Consequently Lothian region is now engaged in the elegant activity of spitting in its own face, for its refusal to return money to the ratepayers has led to a cut in RSG and the necessity to make equivalent cuts in expenditure. Lothian has no choice now, for local authorities in Scotland cannot levy a supplementary rate nor can they borrow to finance a deficit. This conflict is built into our present local government structure; good sense has concealed it hitherto but now the Monster, defying an unpopular Government, has put itself in motion. Perhaps most important is the appearance in the last 20 years of a new breed of local politician, the committed leftie full of ideals of services and quite ignorant of how wealth is created. For such people — and Lothian Labour group is run by men of this stamp — if it is desirable to spend money on X, then money must be procured. And of course money lavishly distributed creates a loyal clientele. Like the Roman emperors, the Lothian region chiefs hope to buy popularity by providing bread and circuses. There is a case for both of them. There is a case for cheap urban transport, there is certainly a case for spending more money on education (though there is a stronger case for seeing first that money already being spent is well spent). What there is not a case for is the pretence that local democracy is harmed if the central government declines to spend money just as the local politicians wish.
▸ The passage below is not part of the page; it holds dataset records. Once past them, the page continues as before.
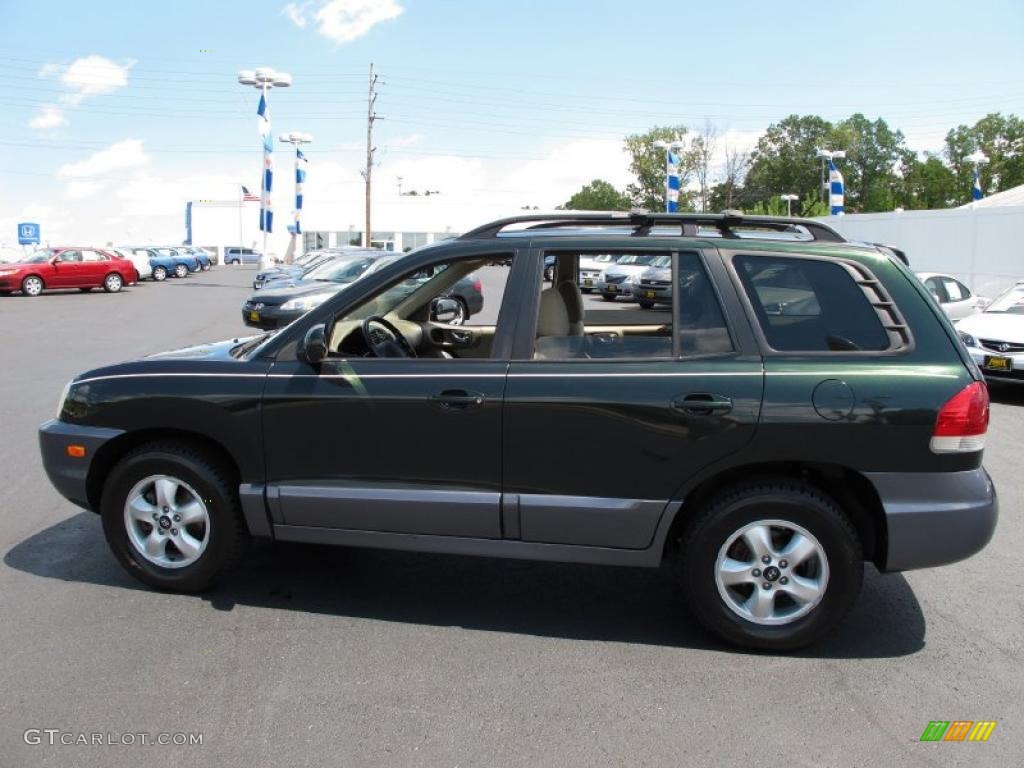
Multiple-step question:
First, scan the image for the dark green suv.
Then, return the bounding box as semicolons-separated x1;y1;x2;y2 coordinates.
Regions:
40;213;996;649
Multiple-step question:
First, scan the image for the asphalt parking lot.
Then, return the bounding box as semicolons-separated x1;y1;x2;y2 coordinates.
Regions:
0;267;1024;766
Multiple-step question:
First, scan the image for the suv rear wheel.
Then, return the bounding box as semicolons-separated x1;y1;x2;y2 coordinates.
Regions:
100;442;249;592
676;480;864;650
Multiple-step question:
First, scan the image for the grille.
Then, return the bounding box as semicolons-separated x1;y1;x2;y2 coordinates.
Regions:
978;339;1024;352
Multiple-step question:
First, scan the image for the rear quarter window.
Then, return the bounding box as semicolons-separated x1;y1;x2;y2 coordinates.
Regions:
733;255;893;352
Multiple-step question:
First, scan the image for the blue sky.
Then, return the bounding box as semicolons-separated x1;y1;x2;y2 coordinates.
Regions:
0;0;1024;242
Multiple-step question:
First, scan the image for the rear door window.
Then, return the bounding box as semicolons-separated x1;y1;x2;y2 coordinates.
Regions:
734;255;892;352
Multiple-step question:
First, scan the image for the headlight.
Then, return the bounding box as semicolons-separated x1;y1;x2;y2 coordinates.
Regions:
56;380;74;419
281;293;334;312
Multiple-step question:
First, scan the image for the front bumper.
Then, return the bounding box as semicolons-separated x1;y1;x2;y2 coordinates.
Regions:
634;283;672;304
867;467;999;570
594;280;633;296
967;347;1024;381
39;419;124;511
242;306;299;331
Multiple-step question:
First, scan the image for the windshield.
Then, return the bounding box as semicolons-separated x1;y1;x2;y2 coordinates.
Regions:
305;257;374;283
17;251;53;264
615;253;662;266
985;283;1024;314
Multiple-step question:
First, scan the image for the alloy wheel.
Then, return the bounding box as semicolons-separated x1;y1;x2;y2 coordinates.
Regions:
715;520;828;626
124;475;210;568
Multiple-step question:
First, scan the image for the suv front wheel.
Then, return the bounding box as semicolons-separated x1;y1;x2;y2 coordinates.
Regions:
676;480;863;650
100;442;249;592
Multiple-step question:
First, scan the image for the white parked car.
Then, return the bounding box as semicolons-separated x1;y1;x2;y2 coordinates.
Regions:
594;253;672;301
956;281;1024;381
112;248;153;281
918;272;989;321
580;253;622;293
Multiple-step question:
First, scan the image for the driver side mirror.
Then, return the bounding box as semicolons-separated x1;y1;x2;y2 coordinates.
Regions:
430;299;462;323
298;323;328;366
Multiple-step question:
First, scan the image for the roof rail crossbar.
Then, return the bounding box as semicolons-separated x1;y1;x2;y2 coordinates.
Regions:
459;211;846;243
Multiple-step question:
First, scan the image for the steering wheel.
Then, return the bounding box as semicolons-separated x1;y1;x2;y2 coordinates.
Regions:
362;314;416;357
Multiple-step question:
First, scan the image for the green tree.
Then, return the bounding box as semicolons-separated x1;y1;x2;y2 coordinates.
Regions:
899;151;959;210
625;125;694;211
828;113;905;213
744;115;833;214
562;178;632;211
945;113;1024;205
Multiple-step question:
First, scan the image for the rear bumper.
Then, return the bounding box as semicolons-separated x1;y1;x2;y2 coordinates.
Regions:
867;467;998;570
39;419;124;509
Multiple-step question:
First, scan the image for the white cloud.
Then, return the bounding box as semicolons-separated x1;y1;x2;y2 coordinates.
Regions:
283;0;404;45
29;55;135;130
65;179;105;200
29;104;68;130
57;138;150;179
60;55;135;103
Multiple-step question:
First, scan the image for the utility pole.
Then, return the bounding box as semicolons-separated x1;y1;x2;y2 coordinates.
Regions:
362;61;380;248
The conflict of Lothian region will be valuable if it encourages a new appraisal of our system of financing local government. The choice is really quite simple: (1) to recognise the logic of the present situation either by accepting strict scrutiny of local expenditure or by relaxing such scrutiny while making the limits of aid from central government absolutely clear. (2) To raise all money spent by local government locally. This would mean a reduction on national taxation. It would also mean that standards of education, health care, etc., would vary sharply throughout the country. But if we really want local democracy this system is the most democratic. (3) To remove responsibility for certain functions — education is the most obvious — from local to central control. That would make the local budget manageable by reducing the scale of the whole business.

But of course we won't do anything of the sort. Instead we shall muddle along in our usual way, saturated with cant and rancorous inefficiency.